Terragrunt run-all: A guide for Terraform teams at scale
terragrunt run-all is what Terraform teams reach for when the estate stops fitting in one directory, and the fact that it works so well is exactly why its limits are worth understanding.
Every Terraform estate starts with a directory that feels small enough to understand. Managing infrastructure becomes more challenging once networking splits from compute, databases get their own state, shared services move into another account, and environments multiply.
You'll soon be hopping through folders with a sequence of terraform plan and terraform apply commands.
A database module that expects subnet IDs from a VPC cannot safely run before the VPC exists. An EC2 module that needs security group outputs cannot be applied while those groups are still being created.
A new environment might look like a clean project structure from a distance, but close up, it's a chain of assumptions about which module has already run, which remote state output is readable, and which apply operations are still safe to execute. terragrunt run-all became popular because it gives teams a way to stop treating execution order as tribal memory.
What is terragrunt run-all?
The prefix wrapper terragrunt run-all enables you to run one Terraform command across many Terragrunt units from a root directory, where each unit is a folder containing a terragrunt.hcl file.
The preferred form is terragrunt run --all <command>, as the newer run command now takes on the responsibilities of the deprecated run-all command. It still functions the same for engineers searching for terragrunt run-all documentation and trying to make sense of existing scripts:
Or, in older syntax.
Terragrunt discovers the relevant HCL files under the working directory, parses the dependencies configured between those units, builds a directed acyclic graph, and then runs the requested Terraform command in the correct order.
The old apply-all, plan-all, and destroy-all family was already replaced by run-all, and current Terragrunt is now pushing users one step further toward run --all, meaning the version you standardise on matches the Terragrunt version enabled in your CI/CD runners.

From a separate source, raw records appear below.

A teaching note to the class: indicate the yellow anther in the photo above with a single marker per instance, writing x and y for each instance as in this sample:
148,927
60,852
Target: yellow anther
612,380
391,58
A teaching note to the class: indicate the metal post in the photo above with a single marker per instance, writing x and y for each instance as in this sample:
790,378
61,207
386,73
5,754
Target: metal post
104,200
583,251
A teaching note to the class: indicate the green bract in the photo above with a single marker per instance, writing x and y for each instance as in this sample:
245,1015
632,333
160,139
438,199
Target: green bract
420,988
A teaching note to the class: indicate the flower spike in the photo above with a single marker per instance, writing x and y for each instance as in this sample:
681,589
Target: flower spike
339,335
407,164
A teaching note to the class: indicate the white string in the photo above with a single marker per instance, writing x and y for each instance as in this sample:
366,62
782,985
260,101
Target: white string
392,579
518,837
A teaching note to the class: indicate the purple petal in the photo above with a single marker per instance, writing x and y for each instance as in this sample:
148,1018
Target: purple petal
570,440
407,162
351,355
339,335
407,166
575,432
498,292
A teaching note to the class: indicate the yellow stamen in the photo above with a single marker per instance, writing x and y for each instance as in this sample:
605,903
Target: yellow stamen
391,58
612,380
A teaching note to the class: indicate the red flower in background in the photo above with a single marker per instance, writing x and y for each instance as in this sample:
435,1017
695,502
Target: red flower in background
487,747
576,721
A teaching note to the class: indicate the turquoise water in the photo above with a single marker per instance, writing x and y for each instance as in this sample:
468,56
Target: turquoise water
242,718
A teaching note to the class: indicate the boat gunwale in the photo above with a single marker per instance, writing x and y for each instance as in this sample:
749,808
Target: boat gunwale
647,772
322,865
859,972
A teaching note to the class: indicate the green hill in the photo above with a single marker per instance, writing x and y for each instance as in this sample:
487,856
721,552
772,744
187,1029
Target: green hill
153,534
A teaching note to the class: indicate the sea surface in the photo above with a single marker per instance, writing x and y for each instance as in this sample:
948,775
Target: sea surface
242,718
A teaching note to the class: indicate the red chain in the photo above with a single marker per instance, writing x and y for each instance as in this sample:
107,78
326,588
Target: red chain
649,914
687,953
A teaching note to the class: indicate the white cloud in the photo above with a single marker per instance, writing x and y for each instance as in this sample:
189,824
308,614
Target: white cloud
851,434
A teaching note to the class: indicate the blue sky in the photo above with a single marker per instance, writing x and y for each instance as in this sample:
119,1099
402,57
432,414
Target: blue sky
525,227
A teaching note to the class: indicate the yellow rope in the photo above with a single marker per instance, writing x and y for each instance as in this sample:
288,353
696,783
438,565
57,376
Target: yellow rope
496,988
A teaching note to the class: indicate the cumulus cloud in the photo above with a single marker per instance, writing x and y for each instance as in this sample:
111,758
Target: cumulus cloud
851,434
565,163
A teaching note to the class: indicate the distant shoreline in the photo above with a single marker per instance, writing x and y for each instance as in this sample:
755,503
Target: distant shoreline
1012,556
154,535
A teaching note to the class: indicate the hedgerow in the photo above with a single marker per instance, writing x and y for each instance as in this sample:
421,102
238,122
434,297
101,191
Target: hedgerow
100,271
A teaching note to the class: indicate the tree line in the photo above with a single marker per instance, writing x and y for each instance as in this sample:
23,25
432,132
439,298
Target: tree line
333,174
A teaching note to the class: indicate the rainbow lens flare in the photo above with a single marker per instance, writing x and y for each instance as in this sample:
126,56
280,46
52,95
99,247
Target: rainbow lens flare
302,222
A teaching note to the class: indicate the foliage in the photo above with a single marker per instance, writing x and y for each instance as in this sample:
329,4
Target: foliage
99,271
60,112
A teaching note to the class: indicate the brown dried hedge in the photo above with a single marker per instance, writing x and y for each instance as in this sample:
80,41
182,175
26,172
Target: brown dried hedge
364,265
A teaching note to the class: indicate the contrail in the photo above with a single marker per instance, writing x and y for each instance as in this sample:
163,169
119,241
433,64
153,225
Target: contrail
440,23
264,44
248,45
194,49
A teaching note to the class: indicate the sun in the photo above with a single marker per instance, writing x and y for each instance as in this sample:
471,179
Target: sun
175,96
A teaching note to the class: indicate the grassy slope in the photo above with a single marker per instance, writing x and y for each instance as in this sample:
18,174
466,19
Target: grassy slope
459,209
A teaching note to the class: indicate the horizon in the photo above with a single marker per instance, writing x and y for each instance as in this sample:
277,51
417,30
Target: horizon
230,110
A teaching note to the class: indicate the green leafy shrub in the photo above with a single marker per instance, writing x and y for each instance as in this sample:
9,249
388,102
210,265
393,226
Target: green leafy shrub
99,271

How the dependency graph works
Importantly, terragrunt run-all builds a dependency graph from your Terragrunt configuration, using that graph to decide which modules can run immediately, which modules must wait, and which modules can be skipped or run in parallel because they don't share an upstream dependency.
This directed acyclic graph, or DAG, is built from dependency and dependencies blocks, then used to order plan, apply, and destroy differently depending on the command.

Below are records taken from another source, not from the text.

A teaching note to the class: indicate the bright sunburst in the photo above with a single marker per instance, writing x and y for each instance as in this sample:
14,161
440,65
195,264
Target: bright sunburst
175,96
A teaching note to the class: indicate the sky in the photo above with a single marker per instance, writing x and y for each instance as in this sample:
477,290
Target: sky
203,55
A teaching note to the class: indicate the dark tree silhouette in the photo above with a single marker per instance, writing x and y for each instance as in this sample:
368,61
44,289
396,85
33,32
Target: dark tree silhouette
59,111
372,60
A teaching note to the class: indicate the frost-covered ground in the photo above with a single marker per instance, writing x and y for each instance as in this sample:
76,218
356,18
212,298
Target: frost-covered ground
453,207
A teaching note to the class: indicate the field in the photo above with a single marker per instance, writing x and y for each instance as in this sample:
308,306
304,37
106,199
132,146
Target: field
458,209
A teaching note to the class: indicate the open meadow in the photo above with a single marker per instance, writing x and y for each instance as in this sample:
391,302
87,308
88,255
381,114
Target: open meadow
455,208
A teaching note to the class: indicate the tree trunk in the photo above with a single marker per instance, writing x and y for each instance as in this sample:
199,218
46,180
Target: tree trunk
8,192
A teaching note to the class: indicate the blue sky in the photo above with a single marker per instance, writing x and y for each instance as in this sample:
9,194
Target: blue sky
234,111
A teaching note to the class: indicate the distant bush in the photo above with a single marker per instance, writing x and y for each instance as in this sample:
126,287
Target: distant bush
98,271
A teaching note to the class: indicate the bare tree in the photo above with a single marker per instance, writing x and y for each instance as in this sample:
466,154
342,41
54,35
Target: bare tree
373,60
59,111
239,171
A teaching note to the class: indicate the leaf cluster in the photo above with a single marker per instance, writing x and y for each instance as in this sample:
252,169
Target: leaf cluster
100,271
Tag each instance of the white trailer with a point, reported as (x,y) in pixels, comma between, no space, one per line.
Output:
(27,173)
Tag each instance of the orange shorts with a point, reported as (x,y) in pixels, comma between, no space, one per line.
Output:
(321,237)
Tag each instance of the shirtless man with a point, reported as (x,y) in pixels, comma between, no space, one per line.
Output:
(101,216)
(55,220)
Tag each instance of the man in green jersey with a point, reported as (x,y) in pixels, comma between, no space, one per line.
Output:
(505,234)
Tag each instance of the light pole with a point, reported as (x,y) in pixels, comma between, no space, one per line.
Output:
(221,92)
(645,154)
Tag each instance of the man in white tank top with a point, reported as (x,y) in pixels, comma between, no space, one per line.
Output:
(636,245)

A dependency block declares an upstream unit and reads its outputs, which is what you use when one module needs values from another module's state.
A dependencies block declares ordering without reading outputs, which is useful when the relationship is operational rather than data-shaped.

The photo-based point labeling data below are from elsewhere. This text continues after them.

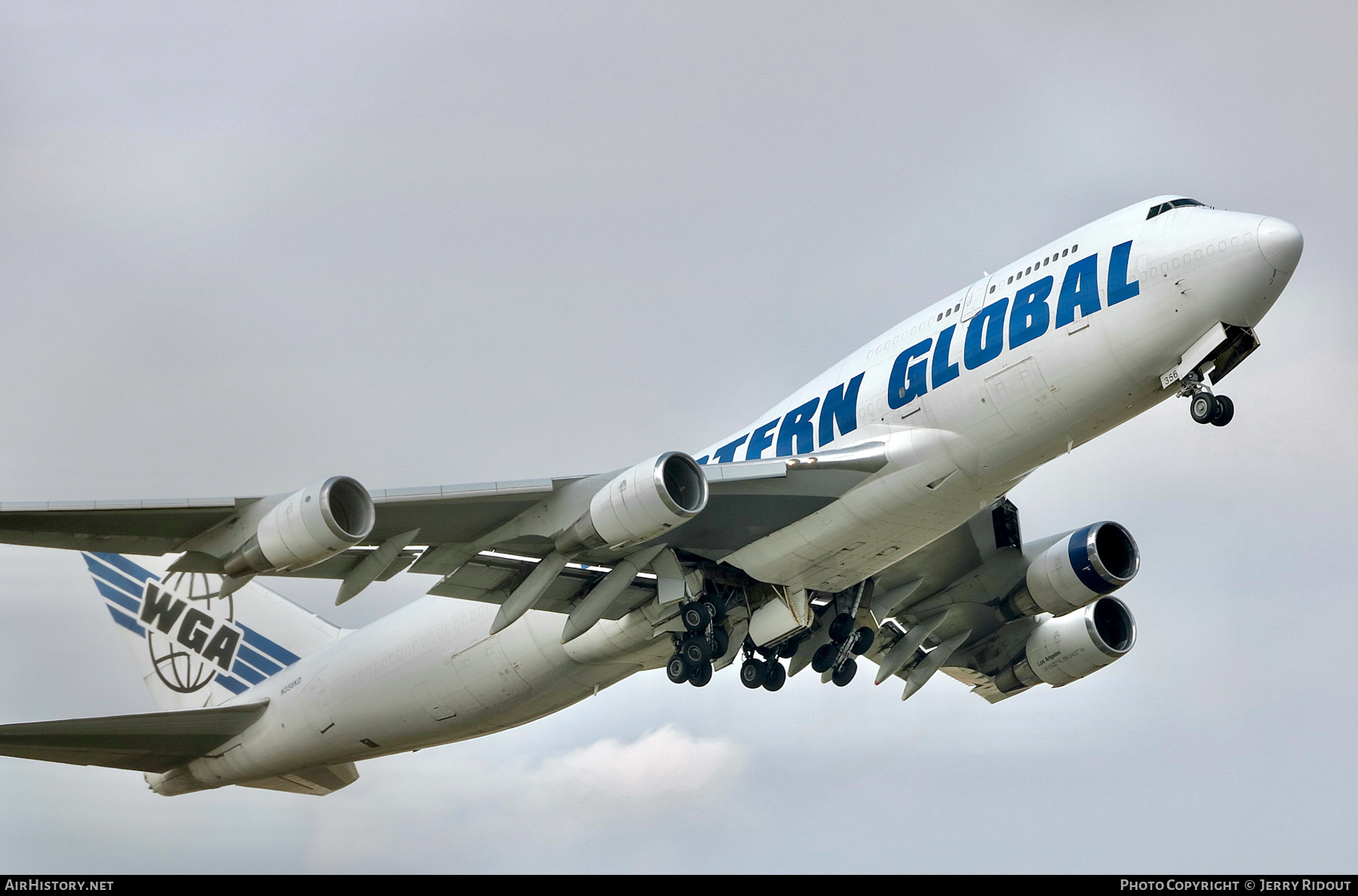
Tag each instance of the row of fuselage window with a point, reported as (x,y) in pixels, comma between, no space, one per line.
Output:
(1018,276)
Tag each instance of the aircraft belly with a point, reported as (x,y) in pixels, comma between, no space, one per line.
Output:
(877,523)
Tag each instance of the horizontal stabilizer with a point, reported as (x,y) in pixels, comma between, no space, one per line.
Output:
(149,741)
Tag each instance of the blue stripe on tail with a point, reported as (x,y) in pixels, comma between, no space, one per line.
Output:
(125,565)
(281,655)
(127,622)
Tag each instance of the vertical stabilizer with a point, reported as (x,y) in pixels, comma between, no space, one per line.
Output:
(195,648)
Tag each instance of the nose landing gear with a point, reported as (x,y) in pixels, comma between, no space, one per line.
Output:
(767,674)
(1206,407)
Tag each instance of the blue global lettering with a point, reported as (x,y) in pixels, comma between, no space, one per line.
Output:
(1118,287)
(840,407)
(797,429)
(760,440)
(985,336)
(908,380)
(1028,317)
(1080,290)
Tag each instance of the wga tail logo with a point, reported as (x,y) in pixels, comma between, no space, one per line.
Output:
(190,631)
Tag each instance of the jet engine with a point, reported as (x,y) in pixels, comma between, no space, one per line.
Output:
(1068,648)
(640,504)
(305,529)
(1080,568)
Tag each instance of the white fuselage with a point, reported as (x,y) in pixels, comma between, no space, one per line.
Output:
(962,428)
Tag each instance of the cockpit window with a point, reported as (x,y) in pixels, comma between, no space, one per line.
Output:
(1166,207)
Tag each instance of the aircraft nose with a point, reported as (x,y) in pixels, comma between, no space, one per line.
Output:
(1281,244)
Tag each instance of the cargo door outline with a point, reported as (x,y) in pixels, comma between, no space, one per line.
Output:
(318,706)
(488,675)
(1022,395)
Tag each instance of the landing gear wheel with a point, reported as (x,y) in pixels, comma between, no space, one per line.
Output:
(825,658)
(1225,410)
(841,628)
(720,643)
(696,617)
(776,677)
(754,672)
(677,670)
(1203,407)
(696,651)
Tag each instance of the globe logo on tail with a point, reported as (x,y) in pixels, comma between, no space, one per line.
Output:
(190,631)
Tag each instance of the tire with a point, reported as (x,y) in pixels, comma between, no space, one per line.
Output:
(1225,412)
(696,617)
(825,658)
(696,652)
(841,628)
(843,675)
(753,674)
(720,643)
(1203,407)
(862,641)
(677,670)
(776,677)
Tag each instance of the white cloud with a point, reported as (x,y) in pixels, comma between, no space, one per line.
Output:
(458,808)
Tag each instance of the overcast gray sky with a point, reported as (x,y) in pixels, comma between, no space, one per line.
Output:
(244,246)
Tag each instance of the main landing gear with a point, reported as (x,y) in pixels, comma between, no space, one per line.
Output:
(1206,407)
(845,644)
(767,672)
(704,640)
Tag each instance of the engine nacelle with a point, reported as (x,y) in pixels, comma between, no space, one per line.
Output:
(640,504)
(1068,648)
(1086,565)
(305,529)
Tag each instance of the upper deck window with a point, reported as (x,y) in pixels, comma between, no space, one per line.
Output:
(1166,207)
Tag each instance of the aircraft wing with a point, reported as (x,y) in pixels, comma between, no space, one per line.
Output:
(747,500)
(149,741)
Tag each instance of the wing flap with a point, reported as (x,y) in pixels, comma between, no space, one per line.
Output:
(149,741)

Picture a simple stack. The VPC has no upstream dependency, the security groups depend on the VPC, and EC2 depends on both the VPC and the security groups. A plan or apply starts at the root of that dependency chain, so the VPC runs first, then the security groups, then EC2. If there is a separate DNS module with no shared dependency, Terragrunt can run it alongside the VPC because the graph says those operations are independent.
That graph is the difference between a powerful command and a dangerous shell loop.
Terragrunt isn't guessing based on folder names, and it isn't trusting the order in which a user happened to type commands; it's deriving execution order from the relationships your configuration declares, meaning the quality of those dependency and dependencies blocks determines how safe run-all really is.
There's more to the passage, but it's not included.